The current clinical trial landscape for tislelizumab appears to be focused on its use as a single agent in these alternative indications, rather than in combination protocols with platinum-containing chemotherapy as seen in NSCLC treatment paradigms.
Without specific information about intervention models for tislelizumab plus platinum chemotherapy trials beyond NSCLC, details regarding study designs, experimental arms, treatment protocols, and dosing schedules cannot be provided.
Research into tislelizumab continues to evolve, and future clinical trials may explore additional combination approaches across various tumor types beyond those currently documented.
Company drugs approved in other indications
BeOne Medicines Ltd.
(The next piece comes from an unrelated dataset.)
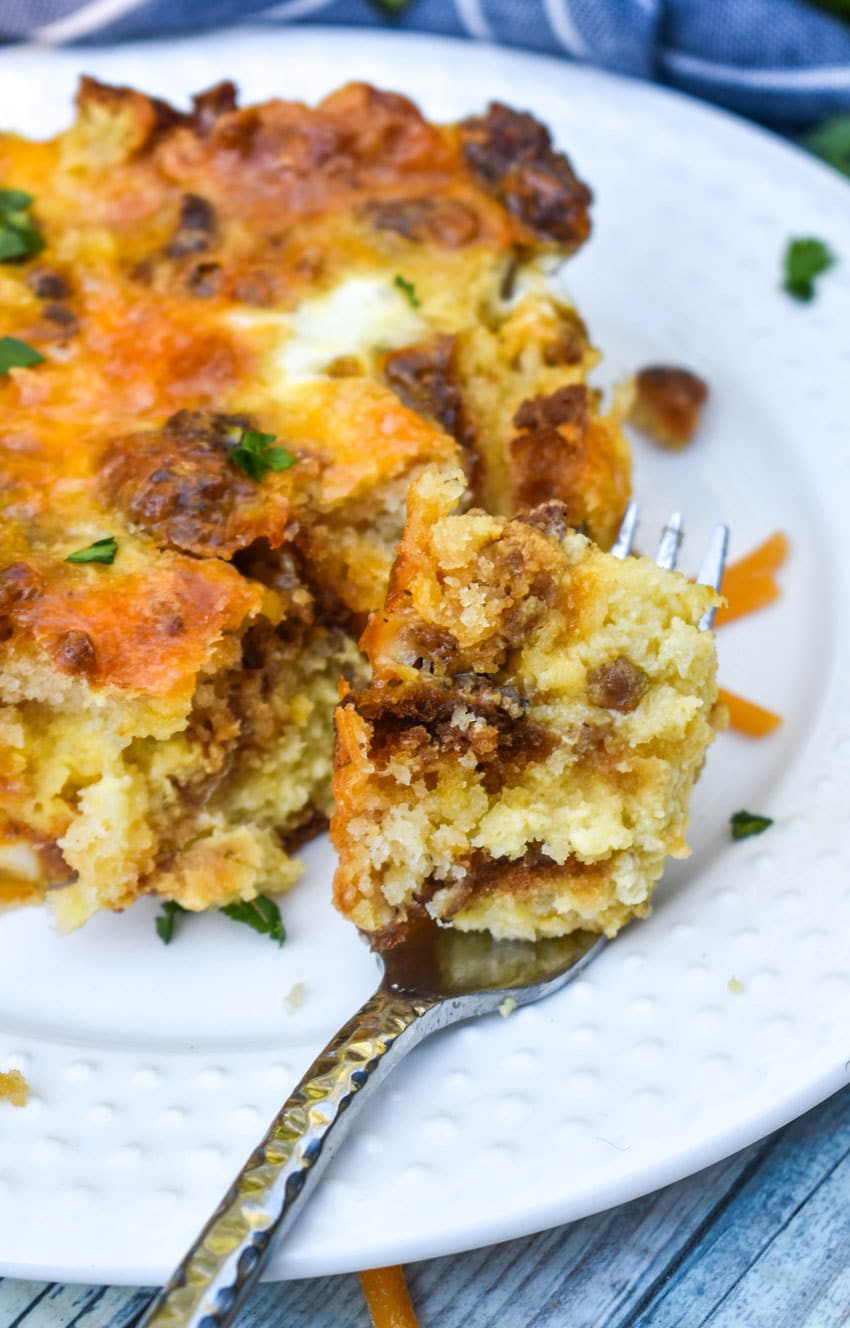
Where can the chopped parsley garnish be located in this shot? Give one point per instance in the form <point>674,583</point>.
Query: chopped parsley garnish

Regulatory Approvals Beyond NSCLC (2021-2024)
Based on a comprehensive review of available information, there is no evidence that BeOne Medicines Ltd. has received regulatory approval for any pharmaceutical products for therapeutic indications, disease states, or medical conditions - including Non-small cell lung cancer (NSCLC) or any other indication - during the period of 2021-2024.
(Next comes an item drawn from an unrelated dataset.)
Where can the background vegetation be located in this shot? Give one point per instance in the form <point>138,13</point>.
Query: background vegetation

While various drugs and treatments have been discussed in pharmaceutical contexts during this timeframe, including:
- Anticoagulants and their interactions with antineoplastic drugs
- Flibanserin (Addyi) and bremelanotide (Vyleesi) for hypoactive sexual desire disorder
- KRAS inhibitors for NSCLC including AMG510
- Simmitecan as a topoisomerase I inhibitor for advanced solid tumors
- Brivaracetam for epilepsy and Alzheimer's disease
None of these therapeutic agents or medical treatments have been connected to BeOne Medicines Ltd. in terms of development, clinical trials, or regulatory approvals.
The pharmaceutical landscape continues to evolve rapidly with new drug approvals across multiple therapeutic areas, but BeOne Medicines Ltd. does not appear to have established a regulatory footprint for any indication during the specified timeframe.
For companies seeking to understand the competitive environment in oncology and other therapeutic areas, it would be advisable to monitor regulatory announcements from major agencies such as the FDA and EMA for the most current information on BeOne Medicines Ltd. and its potential future drug approvals.